Adviezen voor eigenaren van honden en katten

Voor huisdiereigenaren uit een huishouden met een COVID-19-besmetting worden extra voorzorgsmaatregelen geadviseerd:

  • Vermijd contact met uw huisdier, knuffel niet en laat u niet likken.
  • Houd honden en katten zoveel mogelijk binnen tijdens uw isolatie- of quarantaineperiode en/of die van uw huisgenoten.*
  • Laat honden enkel kort en aangelijnd uit.
  • Laat een niet-zieke huisgenoot voor het huisdier zorgen, als dat mogelijk is.
  • Goede hygiëne is extra belangrijk.

*Als katten (voornamelijk) buiten leven, houd ze dan zoveel mogelijk buiten.

De kans dat uw huisdier na een eventuele besmetting ziek wordt, is klein. Als uw dier toch COVID-19-gerelateerde klachten krijgt, zorg dan dat het dier niet naar een locatie gaat waar veel dieren bij elkaar komen (opvang, pension, asiel). Als het dier ernstige benauwdheids- en/of diarreeklachten heeft, neem dan telefonisch contact op met de dierenarts. Geef bij de dierenarts aan dat uw huisdier uit een huishouden komt met een COVID-19-besmetting. Uw dierenarts kan in samenspraak met de Nederlandse Voedsel- en Warenautoriteit besluiten of er extra onderzoek wordt gedaan.

De kans dat mensen besmet worden door hun huisdier is veel kleiner dan dat ze ziek worden van hun huisgenoten. Het is verstandig dat alle huisgenoten met klachten zich laten testen en contact met de kat of hond zoveel mogelijk vermijden. 
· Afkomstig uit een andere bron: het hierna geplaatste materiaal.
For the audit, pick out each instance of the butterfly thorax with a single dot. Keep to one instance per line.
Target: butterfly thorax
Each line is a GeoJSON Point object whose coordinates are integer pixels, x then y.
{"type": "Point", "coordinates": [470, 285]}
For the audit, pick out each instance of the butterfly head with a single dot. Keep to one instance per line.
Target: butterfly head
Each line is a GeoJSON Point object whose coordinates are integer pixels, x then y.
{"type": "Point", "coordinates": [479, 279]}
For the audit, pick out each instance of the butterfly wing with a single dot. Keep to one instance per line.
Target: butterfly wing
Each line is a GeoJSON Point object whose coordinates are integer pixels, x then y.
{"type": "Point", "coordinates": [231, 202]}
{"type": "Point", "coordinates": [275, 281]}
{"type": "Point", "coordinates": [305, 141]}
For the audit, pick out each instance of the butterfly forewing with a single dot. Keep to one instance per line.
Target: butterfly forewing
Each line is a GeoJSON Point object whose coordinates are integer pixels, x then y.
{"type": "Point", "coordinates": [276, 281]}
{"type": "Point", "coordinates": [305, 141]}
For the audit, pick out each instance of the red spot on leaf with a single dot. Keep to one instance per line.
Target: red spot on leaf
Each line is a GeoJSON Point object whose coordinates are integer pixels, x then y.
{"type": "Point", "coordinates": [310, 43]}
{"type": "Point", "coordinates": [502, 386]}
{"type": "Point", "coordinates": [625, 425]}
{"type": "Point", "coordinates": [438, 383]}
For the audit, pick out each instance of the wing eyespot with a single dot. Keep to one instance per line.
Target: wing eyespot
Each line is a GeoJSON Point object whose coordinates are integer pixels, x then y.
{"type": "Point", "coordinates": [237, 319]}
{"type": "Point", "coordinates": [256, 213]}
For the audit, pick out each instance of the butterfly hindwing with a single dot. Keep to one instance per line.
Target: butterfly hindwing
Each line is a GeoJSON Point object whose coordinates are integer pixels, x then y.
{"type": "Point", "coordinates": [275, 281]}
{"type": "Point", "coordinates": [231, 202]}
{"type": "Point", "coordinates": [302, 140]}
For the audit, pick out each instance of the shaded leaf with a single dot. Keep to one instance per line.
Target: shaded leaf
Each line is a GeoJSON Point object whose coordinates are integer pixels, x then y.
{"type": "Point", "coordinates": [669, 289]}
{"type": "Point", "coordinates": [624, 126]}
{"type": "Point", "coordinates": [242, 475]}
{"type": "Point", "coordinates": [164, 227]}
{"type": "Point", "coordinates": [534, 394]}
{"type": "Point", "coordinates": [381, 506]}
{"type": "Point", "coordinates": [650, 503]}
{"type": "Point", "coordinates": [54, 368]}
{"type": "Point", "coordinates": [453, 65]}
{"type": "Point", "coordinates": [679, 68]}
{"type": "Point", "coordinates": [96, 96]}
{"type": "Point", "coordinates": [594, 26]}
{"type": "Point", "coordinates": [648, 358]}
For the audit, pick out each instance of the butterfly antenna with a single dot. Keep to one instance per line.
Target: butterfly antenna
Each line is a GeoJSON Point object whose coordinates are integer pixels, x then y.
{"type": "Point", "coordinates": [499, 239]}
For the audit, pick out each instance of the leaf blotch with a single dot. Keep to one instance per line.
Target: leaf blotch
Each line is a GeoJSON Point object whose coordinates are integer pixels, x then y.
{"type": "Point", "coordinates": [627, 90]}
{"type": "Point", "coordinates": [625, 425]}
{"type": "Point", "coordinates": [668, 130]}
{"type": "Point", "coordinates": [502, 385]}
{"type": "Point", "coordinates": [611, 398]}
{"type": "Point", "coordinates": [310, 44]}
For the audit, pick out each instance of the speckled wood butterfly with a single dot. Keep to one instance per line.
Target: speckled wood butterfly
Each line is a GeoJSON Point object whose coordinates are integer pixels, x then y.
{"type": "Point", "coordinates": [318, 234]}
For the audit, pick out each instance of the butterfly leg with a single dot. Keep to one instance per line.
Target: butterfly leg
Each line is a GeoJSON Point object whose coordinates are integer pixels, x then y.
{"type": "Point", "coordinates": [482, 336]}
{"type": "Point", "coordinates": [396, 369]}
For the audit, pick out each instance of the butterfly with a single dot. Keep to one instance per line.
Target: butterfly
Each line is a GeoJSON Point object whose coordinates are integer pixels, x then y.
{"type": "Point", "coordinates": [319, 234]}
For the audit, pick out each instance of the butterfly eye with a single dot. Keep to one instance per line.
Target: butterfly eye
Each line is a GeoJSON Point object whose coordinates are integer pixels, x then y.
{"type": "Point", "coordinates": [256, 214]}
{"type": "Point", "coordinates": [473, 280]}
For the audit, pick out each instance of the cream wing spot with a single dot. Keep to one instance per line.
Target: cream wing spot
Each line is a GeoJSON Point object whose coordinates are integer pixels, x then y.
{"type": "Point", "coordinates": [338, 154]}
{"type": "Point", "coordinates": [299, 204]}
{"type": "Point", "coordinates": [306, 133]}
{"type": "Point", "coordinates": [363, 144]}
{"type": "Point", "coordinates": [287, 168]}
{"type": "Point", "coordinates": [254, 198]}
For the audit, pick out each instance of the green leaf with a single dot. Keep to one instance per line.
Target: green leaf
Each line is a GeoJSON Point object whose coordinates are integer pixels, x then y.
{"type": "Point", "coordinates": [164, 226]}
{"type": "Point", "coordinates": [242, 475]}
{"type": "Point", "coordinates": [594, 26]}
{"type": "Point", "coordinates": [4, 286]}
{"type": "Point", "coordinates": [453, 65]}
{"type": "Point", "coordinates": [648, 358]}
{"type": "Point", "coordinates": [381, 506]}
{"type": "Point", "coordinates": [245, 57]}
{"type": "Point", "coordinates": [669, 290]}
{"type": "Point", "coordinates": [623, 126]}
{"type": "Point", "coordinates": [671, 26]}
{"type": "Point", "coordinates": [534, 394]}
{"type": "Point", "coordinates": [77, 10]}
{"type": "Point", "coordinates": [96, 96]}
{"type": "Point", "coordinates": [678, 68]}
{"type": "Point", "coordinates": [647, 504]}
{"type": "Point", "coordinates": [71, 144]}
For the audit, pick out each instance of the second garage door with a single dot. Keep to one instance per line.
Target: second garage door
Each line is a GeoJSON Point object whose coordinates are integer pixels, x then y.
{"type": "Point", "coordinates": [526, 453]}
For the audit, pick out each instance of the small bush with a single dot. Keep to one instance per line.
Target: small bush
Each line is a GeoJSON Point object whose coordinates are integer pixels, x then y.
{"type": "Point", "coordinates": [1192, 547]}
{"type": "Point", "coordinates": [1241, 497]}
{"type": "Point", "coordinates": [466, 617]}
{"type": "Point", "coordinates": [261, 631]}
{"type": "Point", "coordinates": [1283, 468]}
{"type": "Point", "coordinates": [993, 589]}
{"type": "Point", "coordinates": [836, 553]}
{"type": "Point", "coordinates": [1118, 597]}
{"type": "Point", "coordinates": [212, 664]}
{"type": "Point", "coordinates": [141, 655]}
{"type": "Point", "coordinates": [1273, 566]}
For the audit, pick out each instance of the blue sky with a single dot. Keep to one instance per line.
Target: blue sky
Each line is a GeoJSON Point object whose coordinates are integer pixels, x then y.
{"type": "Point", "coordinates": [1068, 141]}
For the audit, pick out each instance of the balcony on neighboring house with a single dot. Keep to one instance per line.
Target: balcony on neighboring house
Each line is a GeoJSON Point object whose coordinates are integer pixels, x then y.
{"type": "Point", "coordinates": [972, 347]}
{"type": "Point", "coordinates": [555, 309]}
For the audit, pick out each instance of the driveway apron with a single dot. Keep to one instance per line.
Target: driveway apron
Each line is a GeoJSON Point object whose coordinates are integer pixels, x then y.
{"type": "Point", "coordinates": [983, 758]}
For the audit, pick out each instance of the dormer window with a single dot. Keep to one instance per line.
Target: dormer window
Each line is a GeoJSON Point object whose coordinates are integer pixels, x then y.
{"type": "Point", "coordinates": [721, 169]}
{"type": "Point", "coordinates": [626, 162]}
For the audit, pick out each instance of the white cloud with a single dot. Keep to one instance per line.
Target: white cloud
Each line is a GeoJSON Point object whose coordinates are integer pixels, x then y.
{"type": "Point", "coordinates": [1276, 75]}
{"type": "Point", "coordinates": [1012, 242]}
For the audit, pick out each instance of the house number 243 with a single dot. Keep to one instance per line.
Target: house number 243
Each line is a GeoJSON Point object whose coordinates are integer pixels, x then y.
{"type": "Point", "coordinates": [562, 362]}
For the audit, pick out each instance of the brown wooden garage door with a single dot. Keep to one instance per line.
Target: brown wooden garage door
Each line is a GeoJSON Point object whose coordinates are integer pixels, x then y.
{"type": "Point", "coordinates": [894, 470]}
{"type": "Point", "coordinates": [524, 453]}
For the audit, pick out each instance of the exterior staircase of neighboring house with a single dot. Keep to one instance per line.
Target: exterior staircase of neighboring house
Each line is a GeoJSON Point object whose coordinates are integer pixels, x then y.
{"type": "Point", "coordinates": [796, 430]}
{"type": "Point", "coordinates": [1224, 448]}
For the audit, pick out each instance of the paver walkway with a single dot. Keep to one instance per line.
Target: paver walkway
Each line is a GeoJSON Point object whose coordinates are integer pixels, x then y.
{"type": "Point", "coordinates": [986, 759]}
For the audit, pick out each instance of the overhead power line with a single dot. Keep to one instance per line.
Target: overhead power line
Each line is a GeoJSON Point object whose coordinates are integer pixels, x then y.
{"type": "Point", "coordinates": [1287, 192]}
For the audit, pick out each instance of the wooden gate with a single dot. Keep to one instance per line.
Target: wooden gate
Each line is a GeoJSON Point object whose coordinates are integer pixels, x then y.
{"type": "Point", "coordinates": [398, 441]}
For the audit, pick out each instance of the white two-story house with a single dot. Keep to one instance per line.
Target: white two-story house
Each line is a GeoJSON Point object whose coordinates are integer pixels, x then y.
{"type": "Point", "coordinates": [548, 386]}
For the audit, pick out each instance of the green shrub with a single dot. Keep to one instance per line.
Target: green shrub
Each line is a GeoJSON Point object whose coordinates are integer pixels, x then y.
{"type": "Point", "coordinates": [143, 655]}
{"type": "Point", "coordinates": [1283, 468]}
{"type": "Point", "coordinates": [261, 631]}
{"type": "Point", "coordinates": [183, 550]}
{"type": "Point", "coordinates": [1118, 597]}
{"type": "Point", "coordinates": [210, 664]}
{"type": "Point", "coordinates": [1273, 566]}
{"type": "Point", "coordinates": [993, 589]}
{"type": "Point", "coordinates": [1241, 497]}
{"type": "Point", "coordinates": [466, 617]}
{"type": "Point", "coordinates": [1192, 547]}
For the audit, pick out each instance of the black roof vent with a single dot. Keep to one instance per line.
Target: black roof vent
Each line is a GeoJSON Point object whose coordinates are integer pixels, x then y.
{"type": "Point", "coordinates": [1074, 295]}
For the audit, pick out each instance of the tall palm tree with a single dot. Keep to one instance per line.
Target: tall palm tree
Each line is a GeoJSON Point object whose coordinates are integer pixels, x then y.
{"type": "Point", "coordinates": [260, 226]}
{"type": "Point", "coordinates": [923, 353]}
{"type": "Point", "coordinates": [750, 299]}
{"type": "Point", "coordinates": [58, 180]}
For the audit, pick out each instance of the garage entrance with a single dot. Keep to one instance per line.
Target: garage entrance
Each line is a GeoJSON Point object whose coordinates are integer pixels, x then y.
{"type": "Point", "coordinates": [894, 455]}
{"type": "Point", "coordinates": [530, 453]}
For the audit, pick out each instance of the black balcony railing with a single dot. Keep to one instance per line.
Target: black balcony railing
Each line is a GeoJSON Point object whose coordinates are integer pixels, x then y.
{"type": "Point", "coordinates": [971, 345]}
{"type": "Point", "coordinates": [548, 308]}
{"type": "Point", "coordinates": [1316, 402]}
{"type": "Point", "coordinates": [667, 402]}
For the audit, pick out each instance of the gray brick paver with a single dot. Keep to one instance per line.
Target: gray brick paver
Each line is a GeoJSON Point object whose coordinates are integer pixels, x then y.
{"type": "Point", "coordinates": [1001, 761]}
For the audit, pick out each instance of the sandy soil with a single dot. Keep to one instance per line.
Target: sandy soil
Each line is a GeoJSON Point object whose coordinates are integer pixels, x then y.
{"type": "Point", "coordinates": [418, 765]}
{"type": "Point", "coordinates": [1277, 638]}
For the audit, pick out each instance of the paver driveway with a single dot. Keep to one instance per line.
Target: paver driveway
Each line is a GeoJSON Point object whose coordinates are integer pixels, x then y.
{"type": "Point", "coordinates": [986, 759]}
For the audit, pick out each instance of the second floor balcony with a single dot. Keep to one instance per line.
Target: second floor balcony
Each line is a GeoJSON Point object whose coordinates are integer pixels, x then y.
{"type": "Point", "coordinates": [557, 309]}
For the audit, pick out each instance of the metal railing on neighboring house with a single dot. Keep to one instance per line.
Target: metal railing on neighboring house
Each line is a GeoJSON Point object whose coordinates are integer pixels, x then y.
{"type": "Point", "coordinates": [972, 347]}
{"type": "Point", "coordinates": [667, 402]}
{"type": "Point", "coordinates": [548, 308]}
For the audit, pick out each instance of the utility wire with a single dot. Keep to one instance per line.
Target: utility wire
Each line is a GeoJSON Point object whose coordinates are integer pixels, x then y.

Meer vragen en antwoorden voor diereigenaren over COVID-19 en huisdieren vind je hier

Andere huisdieren en COVID-19

Naast onder meer honden, katten, hamsters, en konijnen zijn ook fretten en nertsen gevoelig gebleken voor besmetting met het virus. Op een groot aantal nertsenbedrijven is het virus aangetroffen en in Nederland zijn alle bedrijven met nertsen inmiddels leeg. Er wordt onderzoek gedaan naar hoe de dieren op de bedrijven besmet zijn geraakt.

Wat doet de faculteit Diergeneeskunde ?

In Nederland zijn we alert op nieuwe en bestaande ziekten die van dieren op mensen en omgekeerd kunnen worden overgedragen. Zoals mensen besmet kunnen worden met infectieziekten, kunnen ook dieren besmet raken. Een klein deel van de infectieziekten van dieren is ook besmettelijk voor de mens: dat zijn de zoönosen. Soms kunnen dieren ook infectieziekten oplopen van mensen, dat zijn antropozoönosen. Dat betekent dat ook bij SARS-CoV-2 wordt gekeken in hoeverre dieren besmet kunnen worden en een rol spelen in de verspreiding van het virus. De faculteit Diergeneeskunde werkt hierbij samen met het RIVM en verschillende professionals uit de gezondheidszorg.